Reputation: 755
I have a lot of strings, some of which consist of 1 sentence and some consisting of multiple sentences. My goal is to determine which one-sentence strings end with an exclamation mark '!'.
My code gives a strange result. Instead of returning '1' if found, it returns 1.0. I have tried: return int(1)
but that does not help. I am fairly new to coding and do not understand, why is this and how can I get 1 as an integer?
'Sentences'
0 [This is a string., And a great one!]
1 [It's a wonderful sentence!]
2 [This is yet another string!]
3 [Strange strings have been written.]
4 etc. etc.
e = df['Sentences']
def Single(s):
if len(s) == 1: # Select the items with only one sentence
count = 0
for k in s: # loop over every sentence
if (k[-1]=='!'): # check if sentence ends with '!'
count = count+1
if count == 1:
return 1
else:
return ''
df['Single'] = e.apply(Single)
This returns the the correct result, except that there should be '1' instead of '1.0'.
'Single'
0 NaN
1 1.0
2 1.0
3
4 etc. etc.
Why does this happen?
Upvotes: 1
Views: 1079
Reputation: 164783
The reason is np.nan
is considered float
. This makes the series of type float
. You cannot avoid this unless you want your column to be of type Object
[i.e. anything]. This is inefficient and inadvisable, and I refuse to show you how to do this.

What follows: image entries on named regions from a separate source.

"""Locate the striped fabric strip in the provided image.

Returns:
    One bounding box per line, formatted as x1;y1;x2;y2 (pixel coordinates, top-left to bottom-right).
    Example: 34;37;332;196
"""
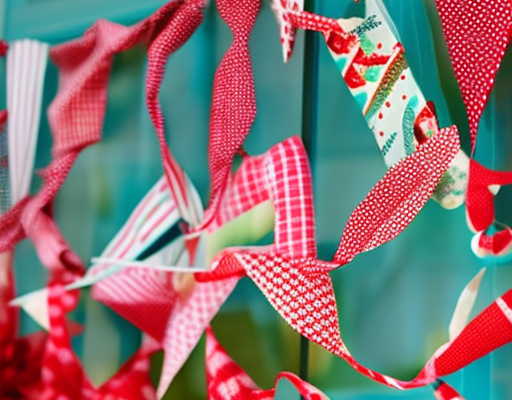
272;0;304;62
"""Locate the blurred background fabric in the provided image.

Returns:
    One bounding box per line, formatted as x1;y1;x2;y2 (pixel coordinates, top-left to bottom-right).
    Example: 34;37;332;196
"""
0;0;512;400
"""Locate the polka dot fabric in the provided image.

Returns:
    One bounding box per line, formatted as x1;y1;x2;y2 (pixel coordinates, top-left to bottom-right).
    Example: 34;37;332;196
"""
334;126;460;264
436;0;512;150
197;0;260;230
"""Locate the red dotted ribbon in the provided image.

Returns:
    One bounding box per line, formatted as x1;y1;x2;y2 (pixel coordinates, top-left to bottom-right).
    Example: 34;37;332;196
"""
197;0;260;230
436;0;512;250
436;0;512;150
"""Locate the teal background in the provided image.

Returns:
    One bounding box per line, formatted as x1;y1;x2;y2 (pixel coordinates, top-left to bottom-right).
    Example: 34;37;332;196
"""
0;0;512;400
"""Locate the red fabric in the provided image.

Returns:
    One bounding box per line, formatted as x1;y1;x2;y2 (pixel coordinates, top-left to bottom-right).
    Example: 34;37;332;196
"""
0;40;9;57
196;0;260;230
146;0;206;225
206;328;328;400
436;0;512;241
436;0;512;150
334;126;460;264
0;0;206;256
37;281;155;400
466;159;512;232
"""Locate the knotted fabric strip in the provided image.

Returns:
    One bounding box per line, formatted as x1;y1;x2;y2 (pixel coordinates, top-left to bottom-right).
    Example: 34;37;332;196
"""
436;0;512;250
196;0;260;230
37;279;158;400
0;0;208;265
206;328;329;400
436;0;512;151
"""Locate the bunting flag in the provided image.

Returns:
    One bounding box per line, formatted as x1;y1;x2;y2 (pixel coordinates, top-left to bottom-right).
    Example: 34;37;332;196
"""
272;0;304;63
0;0;209;265
0;0;512;400
7;40;49;204
37;280;157;400
206;328;329;400
436;0;512;261
194;0;260;231
321;0;469;209
436;0;512;152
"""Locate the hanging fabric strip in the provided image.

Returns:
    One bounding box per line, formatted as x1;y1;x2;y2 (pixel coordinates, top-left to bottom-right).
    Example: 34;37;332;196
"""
0;0;203;265
436;0;512;255
206;327;329;400
272;0;304;62
7;40;49;204
323;1;468;209
37;279;158;400
436;0;512;152
195;0;260;231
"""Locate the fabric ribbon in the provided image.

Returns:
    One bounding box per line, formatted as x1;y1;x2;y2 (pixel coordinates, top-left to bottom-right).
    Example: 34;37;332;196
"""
194;0;260;231
0;0;207;264
436;0;512;152
206;327;329;400
436;0;512;253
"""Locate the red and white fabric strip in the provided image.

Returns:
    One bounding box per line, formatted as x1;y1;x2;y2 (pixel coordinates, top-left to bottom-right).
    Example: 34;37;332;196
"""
37;281;155;400
213;136;316;257
466;159;512;232
198;128;512;389
433;379;464;400
272;0;304;63
436;0;512;151
195;0;260;231
333;126;460;265
436;0;512;247
206;247;512;389
206;328;329;400
146;0;206;226
0;0;206;258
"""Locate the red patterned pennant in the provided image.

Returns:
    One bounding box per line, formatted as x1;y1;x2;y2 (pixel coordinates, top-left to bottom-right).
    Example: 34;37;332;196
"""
436;0;512;150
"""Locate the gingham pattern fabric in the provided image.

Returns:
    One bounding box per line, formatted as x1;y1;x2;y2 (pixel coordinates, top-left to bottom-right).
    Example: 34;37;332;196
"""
436;0;512;257
206;328;329;400
0;0;204;255
436;0;512;150
433;380;464;400
334;126;460;264
196;0;260;230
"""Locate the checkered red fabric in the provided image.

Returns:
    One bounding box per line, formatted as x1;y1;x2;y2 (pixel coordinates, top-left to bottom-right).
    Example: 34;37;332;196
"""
146;0;206;226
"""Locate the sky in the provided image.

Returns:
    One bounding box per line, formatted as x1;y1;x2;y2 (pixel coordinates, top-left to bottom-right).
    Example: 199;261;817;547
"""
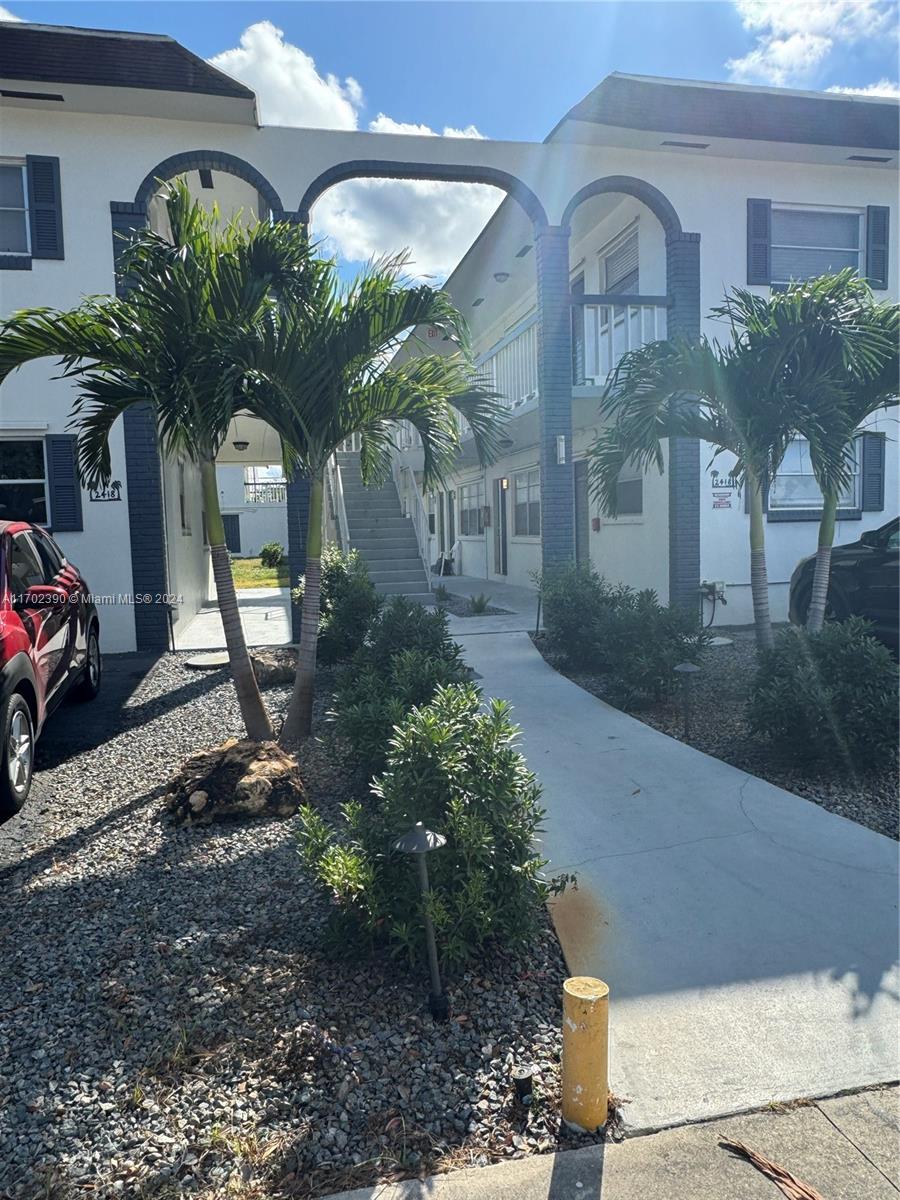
0;0;900;278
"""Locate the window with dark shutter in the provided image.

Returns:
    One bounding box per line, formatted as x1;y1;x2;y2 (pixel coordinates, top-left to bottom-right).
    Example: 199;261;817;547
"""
25;155;64;258
44;433;84;533
859;433;884;512
746;200;772;283
865;204;890;290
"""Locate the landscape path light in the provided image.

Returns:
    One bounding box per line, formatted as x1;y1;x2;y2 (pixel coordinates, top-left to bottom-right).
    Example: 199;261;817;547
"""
394;821;450;1021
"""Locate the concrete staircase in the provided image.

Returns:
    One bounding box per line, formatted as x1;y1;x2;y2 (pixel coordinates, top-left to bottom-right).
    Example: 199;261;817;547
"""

If there is an alternative value you can use instead of np.nan
, e.g. 0, then there is a workaround. You can replace NaN
values with 0 and then convert to int
:
s = pd.Series([1, np.nan, 2, 3])
print(s)
# 0 1.0
# 1 NaN
# 2 2.0
# 3 3.0
# dtype: float64
s = s.fillna(0).astype(int)
print(s)
# 0 1
# 1 0
# 2 2
# 3 3
# dtype: int32
Upvotes: 2